Iya memang betul, saya tau pasti pada mikirnya 'ih mereka ngomong begitu kan karena peduli kali sama luuuu. Lu aja yang gak sadar-sadar juga!' Iya saya tau kok. Saya tau orang-orang di sekitar saya bilang begitu karena peduli terhadap saya, atau ekstrimnya karena sayang sama saya (saya yang ge-er atau emang betul begitu bukan? Peduli kan tanda sayang. Bukan begitu?) Nah saya tau dan paham sekali kalau maksud semua orang yang pernah menasehati saya atau sekedar bertanya itu tujuannya baik. Saya paham sekali. Dan terima kasih banget karena sudah peduli sedemikian rupa terhadap saya.

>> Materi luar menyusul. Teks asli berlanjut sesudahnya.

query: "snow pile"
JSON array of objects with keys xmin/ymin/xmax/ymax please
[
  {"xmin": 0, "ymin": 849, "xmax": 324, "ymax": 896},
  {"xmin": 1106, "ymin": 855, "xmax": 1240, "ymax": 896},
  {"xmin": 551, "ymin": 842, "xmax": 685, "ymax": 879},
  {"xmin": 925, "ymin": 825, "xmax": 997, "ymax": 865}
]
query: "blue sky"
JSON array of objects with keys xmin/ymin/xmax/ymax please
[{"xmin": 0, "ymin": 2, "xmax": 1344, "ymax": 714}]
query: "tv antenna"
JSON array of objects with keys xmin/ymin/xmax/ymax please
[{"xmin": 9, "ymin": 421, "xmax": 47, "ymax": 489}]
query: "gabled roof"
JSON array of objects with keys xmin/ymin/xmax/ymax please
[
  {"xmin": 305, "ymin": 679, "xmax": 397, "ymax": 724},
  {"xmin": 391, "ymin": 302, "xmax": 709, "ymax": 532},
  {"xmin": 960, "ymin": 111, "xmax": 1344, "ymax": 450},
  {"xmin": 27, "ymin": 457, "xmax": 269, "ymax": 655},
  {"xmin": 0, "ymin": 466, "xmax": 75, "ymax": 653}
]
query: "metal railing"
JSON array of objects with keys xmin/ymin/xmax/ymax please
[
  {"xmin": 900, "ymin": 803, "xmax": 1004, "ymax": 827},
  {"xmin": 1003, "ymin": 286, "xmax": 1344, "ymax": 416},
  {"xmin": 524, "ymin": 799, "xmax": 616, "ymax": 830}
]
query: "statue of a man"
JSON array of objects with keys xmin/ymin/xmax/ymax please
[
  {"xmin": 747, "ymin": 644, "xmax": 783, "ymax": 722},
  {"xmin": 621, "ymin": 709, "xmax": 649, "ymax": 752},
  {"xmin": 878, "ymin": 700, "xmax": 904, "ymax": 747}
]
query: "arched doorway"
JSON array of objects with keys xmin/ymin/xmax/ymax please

Tapi lagi-lagi, ini adalah hidup saya. Pertama saya mau tanya, memangnya siapa sih yang gak mau menikah? Bohong banget kalau saya bilang saya gak mau menikah. Bahkan mungkin sejak saya masih lima tahun, saat awal mula masa-masa saya dicekoki oleh segala macam cerita dongeng tentang seorang putri dan pangeran yang selalu dan melulu berakhir bahagia, mungkin sejak saat itu saya pun punya mimpi untuk bisa berakhir bahagia dengan dinikahi oleh pangeran tampan saya. Saya kira banyak anak perempuan yang juga seperti saya. Putri dengan gaun cantik bersama pangeran tampan berkuda putih.
Hanya saja itu impian anak umur lima sampai sepuluh atau lima belas tahun yah? Meski setelahnya kisah putri cantik dan pangeran tampan berubah menjadi versi masing-masing yang lebih masuk akal. Saya sendiri punya mimpi untuk bisa bertemu pangeran saya yang meski belum tentu tampan tapi saya berharap bisa bahagia dengannya. Dan itu masih saya jaga sampai sekarang, sampai detik ini.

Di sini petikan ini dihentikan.